O movimento reflete um forte aumento da aversão ao risco em meio à escalada das tensões geopolíticas.
A liquidação — impulsionada em grande parte por short-selling [venda a descoberto] — foi mais pronunciada em Taiwan, Coreia do Sul e Índia, enquanto o posicionamento na China registrou atividade bearish [baixista] comparativamente limitada. Os fluxos, monitorados até 19 de março, representam a venda semanal mais significativa desde abril de 2025, quando os mercados globais reagiram às amplas medidas tarifárias introduzidas pelo governo Trump.
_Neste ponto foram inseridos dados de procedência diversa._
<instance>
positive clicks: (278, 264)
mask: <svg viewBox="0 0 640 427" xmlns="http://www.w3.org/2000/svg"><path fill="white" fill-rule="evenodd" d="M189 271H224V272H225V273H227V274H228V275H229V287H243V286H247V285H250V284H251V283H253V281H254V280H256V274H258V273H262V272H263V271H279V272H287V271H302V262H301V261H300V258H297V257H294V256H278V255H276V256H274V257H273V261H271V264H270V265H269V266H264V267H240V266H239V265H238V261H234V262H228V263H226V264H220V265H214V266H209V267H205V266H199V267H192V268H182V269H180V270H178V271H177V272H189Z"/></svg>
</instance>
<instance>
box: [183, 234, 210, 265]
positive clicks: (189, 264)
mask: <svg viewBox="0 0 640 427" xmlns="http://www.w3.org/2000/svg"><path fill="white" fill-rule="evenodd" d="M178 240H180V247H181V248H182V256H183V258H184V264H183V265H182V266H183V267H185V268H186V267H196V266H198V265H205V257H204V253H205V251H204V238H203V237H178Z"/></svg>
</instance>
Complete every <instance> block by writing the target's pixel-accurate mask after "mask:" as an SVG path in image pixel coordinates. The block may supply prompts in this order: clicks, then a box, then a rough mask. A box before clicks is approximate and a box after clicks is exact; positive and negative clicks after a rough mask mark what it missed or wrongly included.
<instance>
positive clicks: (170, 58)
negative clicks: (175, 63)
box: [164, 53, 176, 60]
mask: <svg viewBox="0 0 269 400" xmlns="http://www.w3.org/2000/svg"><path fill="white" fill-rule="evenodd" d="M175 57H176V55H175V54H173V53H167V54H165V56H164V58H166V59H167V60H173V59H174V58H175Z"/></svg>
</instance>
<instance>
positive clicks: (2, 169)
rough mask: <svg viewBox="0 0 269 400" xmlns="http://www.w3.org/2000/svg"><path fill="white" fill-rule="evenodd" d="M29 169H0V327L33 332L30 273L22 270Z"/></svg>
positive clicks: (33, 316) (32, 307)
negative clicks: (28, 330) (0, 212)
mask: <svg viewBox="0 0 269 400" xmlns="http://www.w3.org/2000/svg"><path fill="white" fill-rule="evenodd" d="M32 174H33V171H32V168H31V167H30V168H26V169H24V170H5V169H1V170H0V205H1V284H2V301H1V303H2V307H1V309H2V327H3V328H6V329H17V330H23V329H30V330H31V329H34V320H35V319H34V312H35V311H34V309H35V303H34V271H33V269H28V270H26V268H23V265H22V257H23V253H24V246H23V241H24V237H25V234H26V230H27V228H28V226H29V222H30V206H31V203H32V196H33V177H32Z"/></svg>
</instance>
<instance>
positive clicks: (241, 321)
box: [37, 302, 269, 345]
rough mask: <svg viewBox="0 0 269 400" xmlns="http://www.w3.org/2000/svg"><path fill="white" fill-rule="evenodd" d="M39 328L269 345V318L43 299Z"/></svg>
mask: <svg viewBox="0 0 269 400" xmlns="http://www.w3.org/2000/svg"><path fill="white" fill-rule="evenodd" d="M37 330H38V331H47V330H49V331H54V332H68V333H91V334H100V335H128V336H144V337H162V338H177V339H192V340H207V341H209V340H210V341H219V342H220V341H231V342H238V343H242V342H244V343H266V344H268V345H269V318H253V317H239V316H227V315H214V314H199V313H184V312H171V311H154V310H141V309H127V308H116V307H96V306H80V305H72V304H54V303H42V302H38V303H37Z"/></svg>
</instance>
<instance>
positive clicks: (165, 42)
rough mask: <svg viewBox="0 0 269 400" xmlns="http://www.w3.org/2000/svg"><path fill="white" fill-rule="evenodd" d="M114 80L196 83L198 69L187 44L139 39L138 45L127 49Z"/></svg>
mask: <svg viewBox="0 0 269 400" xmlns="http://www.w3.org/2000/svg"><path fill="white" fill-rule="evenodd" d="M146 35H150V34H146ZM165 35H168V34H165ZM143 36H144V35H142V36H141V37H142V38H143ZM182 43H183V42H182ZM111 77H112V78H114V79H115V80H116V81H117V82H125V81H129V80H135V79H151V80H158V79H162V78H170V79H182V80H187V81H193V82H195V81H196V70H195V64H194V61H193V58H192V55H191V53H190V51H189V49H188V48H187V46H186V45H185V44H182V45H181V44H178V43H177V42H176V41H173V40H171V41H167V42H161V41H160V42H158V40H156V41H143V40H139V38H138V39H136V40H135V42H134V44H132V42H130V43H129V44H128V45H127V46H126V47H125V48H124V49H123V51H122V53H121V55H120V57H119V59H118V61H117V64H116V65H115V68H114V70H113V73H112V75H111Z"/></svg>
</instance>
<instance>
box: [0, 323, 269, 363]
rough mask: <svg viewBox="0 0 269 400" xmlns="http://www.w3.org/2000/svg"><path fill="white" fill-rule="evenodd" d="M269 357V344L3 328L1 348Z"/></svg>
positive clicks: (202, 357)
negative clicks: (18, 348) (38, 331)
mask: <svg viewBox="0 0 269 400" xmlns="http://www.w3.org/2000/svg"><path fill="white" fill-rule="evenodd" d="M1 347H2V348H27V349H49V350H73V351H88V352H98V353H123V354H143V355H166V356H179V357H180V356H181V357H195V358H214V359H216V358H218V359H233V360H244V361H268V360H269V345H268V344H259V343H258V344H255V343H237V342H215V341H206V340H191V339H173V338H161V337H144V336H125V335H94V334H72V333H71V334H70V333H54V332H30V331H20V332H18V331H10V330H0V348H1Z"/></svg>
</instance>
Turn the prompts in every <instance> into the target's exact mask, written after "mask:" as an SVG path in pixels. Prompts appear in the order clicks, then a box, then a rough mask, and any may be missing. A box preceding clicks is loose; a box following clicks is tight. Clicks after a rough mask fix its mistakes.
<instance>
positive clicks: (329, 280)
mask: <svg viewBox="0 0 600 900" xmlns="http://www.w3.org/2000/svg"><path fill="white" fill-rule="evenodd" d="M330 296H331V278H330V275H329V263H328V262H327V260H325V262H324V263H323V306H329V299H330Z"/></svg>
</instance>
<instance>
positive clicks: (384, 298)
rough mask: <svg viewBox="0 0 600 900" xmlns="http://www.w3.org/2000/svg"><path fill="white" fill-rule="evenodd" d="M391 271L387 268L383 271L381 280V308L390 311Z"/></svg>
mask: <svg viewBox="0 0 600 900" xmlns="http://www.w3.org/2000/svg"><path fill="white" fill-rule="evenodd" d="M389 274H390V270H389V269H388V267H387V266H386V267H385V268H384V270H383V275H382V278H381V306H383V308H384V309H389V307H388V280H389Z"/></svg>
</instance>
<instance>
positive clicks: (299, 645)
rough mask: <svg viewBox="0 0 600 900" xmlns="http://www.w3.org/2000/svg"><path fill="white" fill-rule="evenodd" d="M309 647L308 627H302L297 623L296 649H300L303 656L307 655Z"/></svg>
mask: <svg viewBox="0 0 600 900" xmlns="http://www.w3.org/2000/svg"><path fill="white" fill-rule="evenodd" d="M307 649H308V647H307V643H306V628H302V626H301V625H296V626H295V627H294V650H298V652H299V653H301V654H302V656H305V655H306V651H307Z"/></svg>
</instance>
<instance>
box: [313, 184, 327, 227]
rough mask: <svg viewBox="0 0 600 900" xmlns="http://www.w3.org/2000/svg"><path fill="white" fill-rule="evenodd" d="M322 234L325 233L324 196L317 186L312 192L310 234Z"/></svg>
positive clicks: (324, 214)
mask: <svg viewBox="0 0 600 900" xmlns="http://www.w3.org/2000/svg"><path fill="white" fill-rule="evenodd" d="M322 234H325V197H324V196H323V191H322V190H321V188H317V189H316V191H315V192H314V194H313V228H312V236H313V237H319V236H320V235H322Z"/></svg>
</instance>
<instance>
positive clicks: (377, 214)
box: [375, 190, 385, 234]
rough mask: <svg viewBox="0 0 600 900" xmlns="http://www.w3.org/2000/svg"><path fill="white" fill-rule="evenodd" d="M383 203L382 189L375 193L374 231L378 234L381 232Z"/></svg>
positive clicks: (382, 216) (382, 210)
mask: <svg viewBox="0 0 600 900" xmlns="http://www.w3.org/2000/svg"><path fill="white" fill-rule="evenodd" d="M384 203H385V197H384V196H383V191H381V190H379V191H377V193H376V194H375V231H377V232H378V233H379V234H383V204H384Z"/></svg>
A escalada do conflito com o Irã contribuiu para uma redução generalizada de risco, com hedge funds tornando-se vendedores líquidos em todas as principais regiões. Em termos de dólar, a América do Norte e a Ásia emergente lideraram as saídas. Apesar do recuo recente, a exposição geral dos hedge funds aos mercados da Ásia emergente permanece próxima de máximas históricas.
Os mercados de Taiwan e da Coreia do Sul — ambos fortemente concentrados em ações de semicondutores — estiveram entre os de melhor desempenho no mundo neste ano, sustentados pela demanda dos investidores ligada à inteligência artificial. Nomes importantes como Samsung Electronics, SK Hynix e TSMC atraíram entradas significativas de recursos.
No entanto, o sentimento se enfraqueceu no início da semana, com o índice de referência de Taiwan caindo cerca de 5% e as ações sul-coreanas recuando aproximadamente 3% nas negociações iniciais, à medida que as tensões entre os EUA e o Irã se intensificaram.